High tide brought the Pacific Ocean swells to within eighty yards of where Art's house was dug in; safe distance, even for stormy times.
East, behind the house, sufficiently obscured by dunes and brush, was the coast road. San Francisco was an hour to the north. Once per week he could hear the distress siren that still sounded from the fire station in Half Moon Bay, as though air raids by the forces of Hirohito were still imminent. It was an evocative and mournful noise; it put Art in mind of blackouts, and vigilance, and staying prepared.

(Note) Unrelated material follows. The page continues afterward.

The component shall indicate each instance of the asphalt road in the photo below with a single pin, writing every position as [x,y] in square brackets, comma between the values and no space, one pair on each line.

The nearest convenience mart, if you could call it that, was a Toot 'N Moo fifteen miles down the highway. It had begun life as a truckstop and featured enough rest rooms for ten people, with showers. The shitty coffee shop had shut down within one fiscal year and Art only stopped there for gas, once he'd quit smoking. The counter was usually manned by a former skate punk named Rocko (according to his handwritten name tag), who mopped up, played a lot of speed metal too loudly, and fed the slushie machine from a large, vile-looking bucket whenever he wasn't zipping around the parking lot on his board. Rocko had been known to shut the store down whenever he had band practice, so operative business hours were a hazy concept at best. There was a sort of smalltown market in Half Moon Bay, but it was only open from nine in the morning till three in the afternoon, administered by a couple who otherwise qualified as retirees. Instead of repairing to some bedroom community to play shuffleboard and watch cable, they invested their market with the sort of attention your grandma would devote to vegetable gardens, or quilt making. The market would die as soon as they did. Small, friendly groceries with creaky wooden floors were a last-gasp anachronism from the twentieth century, not destined to persevere.